Systemic arterial hypertension is a relatively common clinical entity in especially middle-aged to older cats. Arterial hypertension may lead to blinding ocular complications, resulting from hypertensive retinopathy, hypertensive choroidopathy and hypertensive optic neuropathy. In fact, ocular signs such as (recurrent) intraocular haemorrhage or acute blindness resulting from retinal detachment are often the reason for first presentation of these hypertensive patients to a veterinarian, and for the diagnosis to be frequently made by a veterinary ophthalmologist. If untreated, the hypertension-induced posterior segment lesions quickly result in irreversible damage to the retina and optic nerve and, thus, in permanent blindness. It is therefore of paramount importance that the diagnosis is instantly made and an appropriate therapy is initiated at once.

The etiology of feline systemic arterial hypertension may be quite diverse, and classically includes chronic renal disease, hyperthyroidism and hyperadrenocorticism. Only recently, primary hyperaldosteronism has been identified as an important cause of feline systemic arterial hypertension (Flood et al., 1999; Javadi et al., 2005).

Feline primary hyperaldosteronism has long been considered a rare entity. Its incidence, however, may be underestimated (Ash et al., 2005; Javadi et al., 2005). Since feline primary hyperaldosteronism has been identified as a cause of progressive renal disease (Javadi et al., 2005), quite a number of hyperaldosteronism cases may in the past have been falsely attributed to progressive renal failure.

The occurrence of primary hyperaldosteronism may be suspected based upon a low plasma potassium concentration, high arterial blood pressure and/or indications for target organ failure. A specific diagnosis can be made by measuring plasma renin activity (PRA) and plasma aldosterone concentration (PAC) and determining the ratio between these two, i.e., the aldosterone/renin ratio (ARR). Recently, in cats the reference values of the aldosterone concentration (PAC) and renin activity in plasma (PRA) have been determined and published (Javadi et al. 2004).
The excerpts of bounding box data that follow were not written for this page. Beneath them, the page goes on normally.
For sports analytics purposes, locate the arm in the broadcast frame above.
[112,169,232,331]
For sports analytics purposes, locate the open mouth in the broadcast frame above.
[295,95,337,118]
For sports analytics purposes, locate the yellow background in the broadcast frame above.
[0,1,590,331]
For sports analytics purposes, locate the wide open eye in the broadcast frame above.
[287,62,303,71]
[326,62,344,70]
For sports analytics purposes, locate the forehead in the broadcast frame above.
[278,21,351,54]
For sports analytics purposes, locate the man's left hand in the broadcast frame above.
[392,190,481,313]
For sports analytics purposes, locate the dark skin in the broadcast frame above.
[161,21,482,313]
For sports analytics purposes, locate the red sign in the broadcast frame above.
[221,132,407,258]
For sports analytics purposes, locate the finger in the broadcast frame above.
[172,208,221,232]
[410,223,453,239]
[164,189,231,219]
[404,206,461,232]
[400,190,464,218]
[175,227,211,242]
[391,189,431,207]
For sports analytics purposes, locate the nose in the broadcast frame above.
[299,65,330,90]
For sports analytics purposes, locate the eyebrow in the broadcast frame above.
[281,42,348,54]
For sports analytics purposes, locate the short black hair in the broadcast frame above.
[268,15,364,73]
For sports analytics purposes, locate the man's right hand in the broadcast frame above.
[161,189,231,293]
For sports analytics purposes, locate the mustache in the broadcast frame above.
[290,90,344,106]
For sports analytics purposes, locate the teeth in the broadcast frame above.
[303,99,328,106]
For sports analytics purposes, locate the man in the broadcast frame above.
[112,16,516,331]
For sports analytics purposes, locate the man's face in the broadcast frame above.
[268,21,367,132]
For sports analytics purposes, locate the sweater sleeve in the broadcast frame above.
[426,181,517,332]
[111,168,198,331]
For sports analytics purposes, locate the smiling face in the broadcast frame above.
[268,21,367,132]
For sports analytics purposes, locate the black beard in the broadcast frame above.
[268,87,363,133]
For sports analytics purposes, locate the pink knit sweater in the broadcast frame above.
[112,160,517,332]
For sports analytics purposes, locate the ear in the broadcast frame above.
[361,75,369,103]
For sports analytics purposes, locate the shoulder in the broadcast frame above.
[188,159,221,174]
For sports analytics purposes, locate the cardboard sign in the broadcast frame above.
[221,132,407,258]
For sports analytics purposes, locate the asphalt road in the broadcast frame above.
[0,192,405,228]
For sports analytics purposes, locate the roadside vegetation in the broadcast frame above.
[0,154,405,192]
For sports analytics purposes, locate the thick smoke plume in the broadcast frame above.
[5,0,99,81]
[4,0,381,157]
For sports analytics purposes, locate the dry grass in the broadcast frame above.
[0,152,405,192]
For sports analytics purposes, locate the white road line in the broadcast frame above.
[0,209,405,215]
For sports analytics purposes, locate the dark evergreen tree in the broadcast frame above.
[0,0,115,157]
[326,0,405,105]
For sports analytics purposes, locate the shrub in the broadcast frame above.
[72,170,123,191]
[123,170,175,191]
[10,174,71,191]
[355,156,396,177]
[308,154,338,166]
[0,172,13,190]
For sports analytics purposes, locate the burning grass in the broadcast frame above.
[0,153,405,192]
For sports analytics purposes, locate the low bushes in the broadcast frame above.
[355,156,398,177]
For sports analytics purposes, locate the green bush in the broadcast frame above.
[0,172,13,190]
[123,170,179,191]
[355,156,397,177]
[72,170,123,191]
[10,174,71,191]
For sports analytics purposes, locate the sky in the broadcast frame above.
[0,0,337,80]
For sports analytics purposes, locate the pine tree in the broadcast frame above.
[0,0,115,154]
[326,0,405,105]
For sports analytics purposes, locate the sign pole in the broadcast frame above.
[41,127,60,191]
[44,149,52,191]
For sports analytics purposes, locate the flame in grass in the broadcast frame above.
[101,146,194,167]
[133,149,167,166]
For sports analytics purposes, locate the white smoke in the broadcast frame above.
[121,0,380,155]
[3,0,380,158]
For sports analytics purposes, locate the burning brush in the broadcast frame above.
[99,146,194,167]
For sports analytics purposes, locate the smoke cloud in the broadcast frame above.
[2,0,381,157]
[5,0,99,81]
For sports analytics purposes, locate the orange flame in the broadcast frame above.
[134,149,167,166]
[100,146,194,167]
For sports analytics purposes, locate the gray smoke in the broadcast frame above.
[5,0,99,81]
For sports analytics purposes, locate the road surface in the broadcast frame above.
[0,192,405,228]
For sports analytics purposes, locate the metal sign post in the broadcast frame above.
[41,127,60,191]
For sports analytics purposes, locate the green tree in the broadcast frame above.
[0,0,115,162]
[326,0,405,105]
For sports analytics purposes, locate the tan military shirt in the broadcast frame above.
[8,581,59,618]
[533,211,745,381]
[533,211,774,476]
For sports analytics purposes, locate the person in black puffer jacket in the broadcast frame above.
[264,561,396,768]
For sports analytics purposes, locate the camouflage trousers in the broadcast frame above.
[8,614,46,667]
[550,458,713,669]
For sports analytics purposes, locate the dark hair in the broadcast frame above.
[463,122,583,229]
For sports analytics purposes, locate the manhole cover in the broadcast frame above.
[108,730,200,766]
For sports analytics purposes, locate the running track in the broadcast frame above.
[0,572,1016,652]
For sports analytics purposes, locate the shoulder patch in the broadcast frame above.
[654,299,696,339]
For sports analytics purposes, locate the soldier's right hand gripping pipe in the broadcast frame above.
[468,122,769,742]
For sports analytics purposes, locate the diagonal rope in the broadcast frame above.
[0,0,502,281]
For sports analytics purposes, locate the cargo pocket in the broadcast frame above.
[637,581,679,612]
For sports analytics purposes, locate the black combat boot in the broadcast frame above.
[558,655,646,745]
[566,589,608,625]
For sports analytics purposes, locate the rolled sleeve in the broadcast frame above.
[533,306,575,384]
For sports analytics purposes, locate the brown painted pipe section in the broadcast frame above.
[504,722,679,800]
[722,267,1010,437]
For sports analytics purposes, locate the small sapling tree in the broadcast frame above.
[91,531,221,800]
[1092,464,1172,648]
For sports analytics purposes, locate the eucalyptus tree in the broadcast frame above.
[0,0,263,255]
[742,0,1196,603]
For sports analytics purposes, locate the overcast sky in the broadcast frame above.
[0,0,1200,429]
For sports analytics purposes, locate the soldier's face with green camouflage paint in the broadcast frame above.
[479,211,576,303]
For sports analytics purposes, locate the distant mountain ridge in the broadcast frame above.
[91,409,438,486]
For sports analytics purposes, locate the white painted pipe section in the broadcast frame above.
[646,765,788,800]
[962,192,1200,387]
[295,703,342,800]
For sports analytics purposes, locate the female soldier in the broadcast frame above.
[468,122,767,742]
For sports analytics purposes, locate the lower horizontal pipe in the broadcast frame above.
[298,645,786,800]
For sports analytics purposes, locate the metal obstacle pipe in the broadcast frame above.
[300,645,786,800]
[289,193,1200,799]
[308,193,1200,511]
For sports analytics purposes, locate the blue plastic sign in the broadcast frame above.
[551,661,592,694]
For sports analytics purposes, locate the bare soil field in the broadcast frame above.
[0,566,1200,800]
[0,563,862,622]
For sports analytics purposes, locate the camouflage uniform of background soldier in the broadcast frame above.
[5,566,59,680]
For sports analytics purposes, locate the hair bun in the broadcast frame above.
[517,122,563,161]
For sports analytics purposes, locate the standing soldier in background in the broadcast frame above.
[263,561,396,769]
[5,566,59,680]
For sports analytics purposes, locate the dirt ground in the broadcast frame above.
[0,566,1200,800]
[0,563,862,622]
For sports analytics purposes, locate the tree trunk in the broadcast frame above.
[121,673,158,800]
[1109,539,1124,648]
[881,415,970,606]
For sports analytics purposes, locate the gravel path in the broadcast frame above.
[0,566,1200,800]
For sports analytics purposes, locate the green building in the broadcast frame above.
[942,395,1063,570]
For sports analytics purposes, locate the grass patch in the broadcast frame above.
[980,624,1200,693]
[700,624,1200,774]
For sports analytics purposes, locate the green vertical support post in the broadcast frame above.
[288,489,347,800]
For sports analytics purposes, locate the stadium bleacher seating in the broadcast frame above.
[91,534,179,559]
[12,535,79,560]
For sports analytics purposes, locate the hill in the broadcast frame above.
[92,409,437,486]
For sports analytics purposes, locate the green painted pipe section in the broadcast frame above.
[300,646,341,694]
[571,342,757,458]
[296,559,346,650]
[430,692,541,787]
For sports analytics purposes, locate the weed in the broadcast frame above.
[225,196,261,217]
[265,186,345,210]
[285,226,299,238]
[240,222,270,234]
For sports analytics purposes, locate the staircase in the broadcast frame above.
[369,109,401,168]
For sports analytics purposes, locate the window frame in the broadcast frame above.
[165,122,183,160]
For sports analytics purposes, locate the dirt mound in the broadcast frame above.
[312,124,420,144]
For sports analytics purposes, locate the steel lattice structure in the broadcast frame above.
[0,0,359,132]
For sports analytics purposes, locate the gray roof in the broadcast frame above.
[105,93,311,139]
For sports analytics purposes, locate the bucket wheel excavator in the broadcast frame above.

In case of primary hyperaldosteronism, diagnostic imaging of the adrenals is required to differentiate between a unilateral aldosterone producing adenoma or adenocarcinoma (APA) and bilateral adrenal hyperplasia or idiopathic hyperaldosteronism (IHA) (Rijnberk et al. 2001; Ash et al., 2005; Javadi et al., 2005.

Therapy

Depending on the underlying pathology of the primary hyperaldosteronism, a number of interventions are available. For cats with unilateral adrenal neoplasia without demonstrable metastases, unilateral adrenalectomy is the treatment of choice. Cats with adrenocortical hyperplasia as well as cats with bilateral or metastasised adrenal neoplasia may benefit from administration of aldosterone antagonists, such as spironolactone (Aldactone®). However, in addition to spironolactone drugs which lower the arterial blood pressure (e.g., calcium blocking agents such as amlodipine) and potassium supplementation are often required to completely normalize blood pressure and the plasma potassium concentration.

References

1.  Ash RA, Harvey AM, Tasker S. Primary hyperaldosteronism in the cat: a series of 13 cases. Journal of feline medicine and surgery 2005; 7: 173-82.

2.  Flood SM, Randolph JF, Gelzer ARM, Refsal K. Primary hyperaldosteronism in two cats. Journal of the American Animal Hospital Association 1999; 35: 411-6.

3.  Javadi S, Slingerland LI, van de Beek MG, Boer P, Boer WH, Mol JA, Rijnberk A, Kooistra HS. Plasma renin activity and plasma concentrations of aldosterone, cortisol, adrenocorticotropic hormone, and alpha-melanocyte-stimulating hormone in healthy cats. Journal of veterinary internal medicine 2004; 18: 625-31.

4.  Javadi S, Djajadiningrat-Laanen SC, Kooistra HS, van Dongen AM, Voorhout G, van Sluijs FJ, van den Ingh TSGAM, Boer WH, Rijnberk A. Primary hyperaldosteronism, a mediator of progressive renal disease in cats. Domestic Animal Endocrinology 2005; 28: 85-104.

5.  Rijnberk A, Voorhout G, Kooistra HS, van der Waarden RJ, van Sluijs FJ, IJzer J, Boer P, Boer WH. Hyperaldosteronism in a cat with metastasised adrenocortical tumour. Veterinary Quarterly 2001; 23: 38-43.

6.  Wheeler MH, Harris DA. Diagnosis and Management of Primary Aldosteronism. World J. Surg. 2003; 27: 627-631.